Cultivating Positive Habits

People lined up on Osanbashi Pier in Yokohama awaiting the first 2012 sunrise.

2012 has arrived and most people have laid out their goals and resolutions for the year.  Other than setting running goals, I’ve decided I’m going to do something a little different this year for the other areas of my life and cultivate positive habits instead of setting any concrete goals.  It is a bit of an experiment, but I picked the idea up from the Zen Habits blog.

So this year I plan to focus on cultivating 4 habits daily.

1.  Limit my time being connected online.  This has been an area I drastically need improve upon, I waste entirely too much time browsing the Internet, social networks, and fooling around with my gadgets such my iPhone and Blackberry.  I asked my wife the other night how much my iPhone was costing us and she said $100 a month!  Wow, $100 a month!  After thinking about what I was using the iPhone for, which was basically keeping up with social networks and constantly checking e-mail, I decided I wasn’t getting $100 worth of utility out of the iPhone, so I’m planning to cancel my service this week.  So this will be the first step in rationing my time being connected.  I would also like to get rid of the Blackberry, but unfortunately it is required for work.  I also want to set aside limited time frames of the day to check the Internet and once the time limit is over, turn the computer off (not just sleep mode) and do something more productive (like read a book, cook a meal, clean a room, spend quality time with wife, meditate, etc.).
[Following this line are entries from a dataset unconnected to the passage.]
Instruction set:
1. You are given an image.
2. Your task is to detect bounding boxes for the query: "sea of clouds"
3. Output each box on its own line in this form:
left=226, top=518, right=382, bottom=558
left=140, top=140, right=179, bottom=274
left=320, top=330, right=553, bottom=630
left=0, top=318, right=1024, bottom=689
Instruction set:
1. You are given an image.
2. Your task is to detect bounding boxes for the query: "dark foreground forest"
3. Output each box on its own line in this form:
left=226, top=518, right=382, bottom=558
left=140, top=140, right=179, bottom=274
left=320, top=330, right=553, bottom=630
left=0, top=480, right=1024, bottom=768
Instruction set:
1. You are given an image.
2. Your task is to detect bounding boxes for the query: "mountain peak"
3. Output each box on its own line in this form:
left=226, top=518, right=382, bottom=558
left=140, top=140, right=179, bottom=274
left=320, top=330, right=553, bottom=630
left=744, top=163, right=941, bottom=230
2.  Focus and live in the present moment.  I want to try and tame the mind and stay in the moment.  Basically try and focus on the task or person in front of me and “be there.”  I’ve been trying to do this for years, and although I’m a little better at it, I want to have that breakthrough where it is more of a habit than forced discipline.  Too often I’m planning for some future event and daydreaming while life passes by in front of me.  Or on a Sunday I’ll be dreading the prospect of going into work Monday morning instead of just enjoying the Sunday afternoon in front of me.

3.  Distinguishing between needs versus wants.  In a consumer society, marketers are geniuses at taking our wants and making us believe they are needs.  I’m certainly not against capitalism, but I want to be maintain a conscious distinction between what are truly wants and needs.  If it is truly a need, such as food, then I have no hesitation in buying healthy and high quality food.  But if it is a want, then I need to calculate the utility of the benefits of that product to determine if it is something I want to spend money on or invest time or effort in – like I did with my iPhone.  What I’m finding is that most things in life are wants and much of it detracts from the overall quality of your life.  There is a blog post from Money Mustache that talks to the concept of hedonic adaptation which I thought was an interesting take on how quickly we adapt to pleasure and our environment.

4.  Set aside 10 minutes a day to be with God.  Most likely I’ll do this before heading off to bed.